Obama to tout renewables, announce solar panel back at the White House
President Obama will promote his record on energy efficiency on Friday by touting several initiatives he says are taking hold across the country – as well as the completion of one very close to home.
After years of delay, solar panels have been installed on the first family’s residence at the White House, according to aides, who say Obama will make the announcement at a speech in Mountain View, Calif., on Friday.
The news makes good on a nearly four-year-old promise to return the renewable energy source to the most high-profile roof in the country. (President Carter had solar panels installed there, but President Reagan had them taken down in 1986.)
Obama’s plan, announced in October 2010, was a lead-by-example moment in a push to boost solar energy. But the idea, which sounded simple in concept, proved to come with several complications related to retrofitting a historic and tightly secured building.
Installation got underway in August. Now, in addition to the American-made panels, capable of 6.3 kilowatts of solar generation, the White House has other energy-saving equipment, including updated building controls and variable-speed fans.
The project “helps demonstrate that historic buildings can incorporate solar energy and energy efficiency upgrades,” said White House spokesman Matt Lehrich.
Lehrich said the project will “pay for itself in energy savings over the next eight years” but declined to say how much the project cost.
The announcement was one of several coming on Friday as Obama interrupts a fundraising blitz in California to highlight his second-term push on the environment. The president was due to speak at a Wal-Mart, one of several companies that has agreed to boost its use of solar power.
The announcements will cap a week of environmental messages coming from Obama administration and Democratic allies in Congress. On Tuesday, the White House released the National Climate Assessment, a report four years in the making detailing the effects of climate change on the U.S. The administration also sponsored a conference on building greener buildings this week, while Democrats in the Senate took up energy-efficiency legislation likely to be torpedoed by Republican opposition.
With little chance of moving any major legislation through the divided Congress, Obama has vowed to use his office to work around lawmakers on an issue he claimed would be near the top of his second-term agenda. His so-called “pen and phone” strategy has led to several new climate initiatives, including new regulations for curbing emissions at existing power plants due out in June.
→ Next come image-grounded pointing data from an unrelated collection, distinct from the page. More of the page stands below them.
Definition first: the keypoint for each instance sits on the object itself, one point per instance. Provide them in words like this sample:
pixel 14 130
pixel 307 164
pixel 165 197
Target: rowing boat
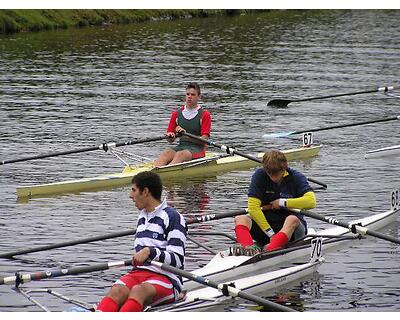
pixel 225 266
pixel 210 165
pixel 206 298
pixel 383 152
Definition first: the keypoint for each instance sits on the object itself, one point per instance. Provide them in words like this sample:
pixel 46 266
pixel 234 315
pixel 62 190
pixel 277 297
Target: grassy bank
pixel 12 21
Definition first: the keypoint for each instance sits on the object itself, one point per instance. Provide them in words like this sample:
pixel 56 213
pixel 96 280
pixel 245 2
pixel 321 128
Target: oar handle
pixel 191 220
pixel 68 243
pixel 103 146
pixel 324 185
pixel 348 125
pixel 353 227
pixel 382 236
pixel 233 151
pixel 230 290
pixel 23 278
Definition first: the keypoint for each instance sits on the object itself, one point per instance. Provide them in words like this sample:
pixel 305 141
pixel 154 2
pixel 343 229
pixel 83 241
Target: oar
pixel 22 278
pixel 103 146
pixel 190 220
pixel 232 151
pixel 351 226
pixel 225 289
pixel 285 102
pixel 354 124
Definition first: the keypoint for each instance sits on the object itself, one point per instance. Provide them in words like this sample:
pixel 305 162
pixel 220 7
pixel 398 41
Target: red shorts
pixel 165 292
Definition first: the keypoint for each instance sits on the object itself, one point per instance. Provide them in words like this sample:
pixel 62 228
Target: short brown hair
pixel 150 180
pixel 195 86
pixel 274 161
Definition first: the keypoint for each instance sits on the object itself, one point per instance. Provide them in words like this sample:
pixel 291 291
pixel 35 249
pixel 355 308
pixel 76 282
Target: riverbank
pixel 12 21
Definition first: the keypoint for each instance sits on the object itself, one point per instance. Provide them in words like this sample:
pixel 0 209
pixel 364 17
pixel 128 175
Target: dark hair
pixel 195 86
pixel 149 180
pixel 274 161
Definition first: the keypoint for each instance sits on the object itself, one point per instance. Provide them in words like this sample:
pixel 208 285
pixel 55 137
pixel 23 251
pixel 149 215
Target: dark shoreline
pixel 24 20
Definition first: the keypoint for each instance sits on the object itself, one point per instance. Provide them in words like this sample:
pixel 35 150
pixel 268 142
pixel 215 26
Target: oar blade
pixel 278 134
pixel 279 103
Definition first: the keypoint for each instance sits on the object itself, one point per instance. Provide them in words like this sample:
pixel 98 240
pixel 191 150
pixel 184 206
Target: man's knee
pixel 144 293
pixel 119 293
pixel 243 220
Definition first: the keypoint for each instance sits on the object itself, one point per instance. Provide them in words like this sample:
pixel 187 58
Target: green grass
pixel 12 21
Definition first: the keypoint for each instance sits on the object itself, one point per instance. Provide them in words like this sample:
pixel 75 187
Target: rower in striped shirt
pixel 161 236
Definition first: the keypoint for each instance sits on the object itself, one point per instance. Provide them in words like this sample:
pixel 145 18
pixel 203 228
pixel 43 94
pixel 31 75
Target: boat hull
pixel 224 267
pixel 209 166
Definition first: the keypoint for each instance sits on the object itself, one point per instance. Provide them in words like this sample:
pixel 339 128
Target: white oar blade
pixel 278 134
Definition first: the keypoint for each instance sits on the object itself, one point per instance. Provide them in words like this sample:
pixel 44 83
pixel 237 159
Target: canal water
pixel 68 89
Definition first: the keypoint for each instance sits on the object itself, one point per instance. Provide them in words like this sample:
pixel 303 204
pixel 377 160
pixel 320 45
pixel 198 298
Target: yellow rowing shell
pixel 211 165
White House officials said Obama would add to the list of activity on Friday. The president is expected to announce the following private partnerhsips, according to the White House:
- Ten companies have pledged to increase onsite solar generation at their facilities. The list includes Walmart, Yahoo, Google, Apple, Ikea, Kaiser Permanente, Clif Bar, Viridity Energy, Bonipak farms and Taylor Farms.
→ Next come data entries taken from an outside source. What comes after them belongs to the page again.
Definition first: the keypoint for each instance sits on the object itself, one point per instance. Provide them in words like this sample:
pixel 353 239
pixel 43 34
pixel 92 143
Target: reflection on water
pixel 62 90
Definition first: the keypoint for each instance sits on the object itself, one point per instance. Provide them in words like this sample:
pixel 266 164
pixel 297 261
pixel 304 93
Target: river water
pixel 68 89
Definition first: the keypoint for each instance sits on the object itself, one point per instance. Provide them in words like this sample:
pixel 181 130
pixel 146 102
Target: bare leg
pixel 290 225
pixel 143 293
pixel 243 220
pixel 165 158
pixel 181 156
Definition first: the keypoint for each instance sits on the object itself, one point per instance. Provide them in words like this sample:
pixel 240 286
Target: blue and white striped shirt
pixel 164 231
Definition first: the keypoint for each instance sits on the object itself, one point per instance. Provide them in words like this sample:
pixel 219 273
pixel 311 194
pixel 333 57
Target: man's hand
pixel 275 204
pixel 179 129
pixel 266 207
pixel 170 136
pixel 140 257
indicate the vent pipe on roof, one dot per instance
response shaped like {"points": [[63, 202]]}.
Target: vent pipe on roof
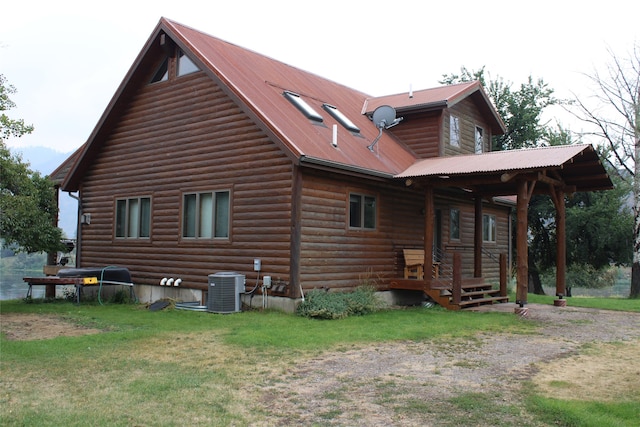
{"points": [[334, 140]]}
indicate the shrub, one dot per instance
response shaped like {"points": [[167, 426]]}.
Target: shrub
{"points": [[321, 304]]}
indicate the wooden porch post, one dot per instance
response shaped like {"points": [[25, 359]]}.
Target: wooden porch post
{"points": [[522, 247], [503, 275], [561, 242], [428, 234], [477, 238]]}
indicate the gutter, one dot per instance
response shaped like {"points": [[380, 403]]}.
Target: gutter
{"points": [[344, 167]]}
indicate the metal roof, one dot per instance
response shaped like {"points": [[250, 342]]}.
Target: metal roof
{"points": [[576, 166], [257, 84]]}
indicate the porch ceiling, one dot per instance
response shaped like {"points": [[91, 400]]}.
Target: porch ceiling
{"points": [[571, 168]]}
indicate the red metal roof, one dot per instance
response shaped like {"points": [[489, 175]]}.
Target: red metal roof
{"points": [[438, 97], [577, 165], [259, 82]]}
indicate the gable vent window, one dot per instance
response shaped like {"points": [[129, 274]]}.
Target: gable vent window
{"points": [[186, 65], [302, 105], [341, 118], [162, 75]]}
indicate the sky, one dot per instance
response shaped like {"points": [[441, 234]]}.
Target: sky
{"points": [[67, 58]]}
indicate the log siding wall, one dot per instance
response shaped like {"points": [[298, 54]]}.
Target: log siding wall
{"points": [[182, 136], [186, 135]]}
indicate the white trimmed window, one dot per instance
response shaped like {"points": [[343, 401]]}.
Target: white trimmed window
{"points": [[206, 215], [362, 211], [454, 224], [454, 131], [479, 140], [488, 228], [133, 218]]}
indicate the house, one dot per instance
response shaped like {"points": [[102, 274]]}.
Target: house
{"points": [[210, 156]]}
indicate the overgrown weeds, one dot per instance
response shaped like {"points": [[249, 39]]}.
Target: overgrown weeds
{"points": [[321, 304]]}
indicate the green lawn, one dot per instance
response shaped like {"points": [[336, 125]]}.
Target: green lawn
{"points": [[190, 368]]}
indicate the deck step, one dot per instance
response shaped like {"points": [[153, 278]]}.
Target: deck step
{"points": [[489, 292], [482, 301]]}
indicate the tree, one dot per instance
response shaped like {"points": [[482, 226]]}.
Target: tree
{"points": [[613, 114], [596, 222], [8, 127], [27, 200], [521, 111]]}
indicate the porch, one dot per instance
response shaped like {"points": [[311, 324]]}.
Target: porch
{"points": [[554, 171], [446, 286]]}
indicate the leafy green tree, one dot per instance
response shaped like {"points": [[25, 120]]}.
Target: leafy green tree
{"points": [[596, 222], [9, 127], [27, 199], [520, 109], [613, 116]]}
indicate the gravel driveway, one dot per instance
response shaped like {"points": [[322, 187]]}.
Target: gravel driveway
{"points": [[417, 383]]}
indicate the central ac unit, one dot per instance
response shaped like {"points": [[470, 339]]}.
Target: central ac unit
{"points": [[224, 292]]}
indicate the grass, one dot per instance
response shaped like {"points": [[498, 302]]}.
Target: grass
{"points": [[191, 368]]}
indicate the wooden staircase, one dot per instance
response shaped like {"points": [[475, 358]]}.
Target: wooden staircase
{"points": [[447, 287], [474, 292]]}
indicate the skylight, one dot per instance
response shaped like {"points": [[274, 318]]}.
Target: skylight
{"points": [[302, 105], [340, 117]]}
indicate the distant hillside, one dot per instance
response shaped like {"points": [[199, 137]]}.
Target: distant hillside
{"points": [[45, 161]]}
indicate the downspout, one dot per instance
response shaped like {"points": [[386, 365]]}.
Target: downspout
{"points": [[78, 227]]}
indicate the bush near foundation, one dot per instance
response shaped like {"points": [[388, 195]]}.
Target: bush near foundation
{"points": [[321, 304]]}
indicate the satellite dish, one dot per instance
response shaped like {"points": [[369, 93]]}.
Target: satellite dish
{"points": [[384, 116]]}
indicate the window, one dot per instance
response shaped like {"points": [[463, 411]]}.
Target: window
{"points": [[454, 224], [206, 215], [479, 140], [133, 218], [341, 118], [162, 74], [488, 228], [454, 131], [362, 211], [302, 105], [185, 65]]}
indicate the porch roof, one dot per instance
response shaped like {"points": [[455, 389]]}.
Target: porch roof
{"points": [[574, 167]]}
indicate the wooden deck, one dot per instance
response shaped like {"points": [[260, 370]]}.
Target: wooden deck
{"points": [[473, 292]]}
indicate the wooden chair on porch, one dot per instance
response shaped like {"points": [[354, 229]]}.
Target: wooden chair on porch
{"points": [[414, 264]]}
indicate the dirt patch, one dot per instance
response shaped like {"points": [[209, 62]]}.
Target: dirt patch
{"points": [[25, 326], [606, 372], [429, 383]]}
- Four financial institutions, including Citi and Goldman Sachs, have pledged to invest in solar and renewable energy programs.
- Twenty-five organizations, including states, cities, school districts, retailers and others, will join the president’s Better Buildings Challenge and commit to cutting energy use by 20% by 2020.
- Twenty companies and local governments promised to cut energy wasted from the inefficient use of water.
- More than 25 low-income housing nonprofits and developers pledged to increase solar energy use.
Obama also plans to highlight several executive actions, officials said. They include:
- The Department of Energy will expand a program that supports solar- sector job training at community colleges. The program will help 50,000 workers enter the industry, according to the White House.
- The energy department will also set a $2-billion goal for updates in federal buildings financed through energy efficiency performance contracts.
- The department will also finalize energy efficiency conservation standards for small electric motors, such as those used to power conveyor belts and escalators, as well as for walk-in coolers and freezers.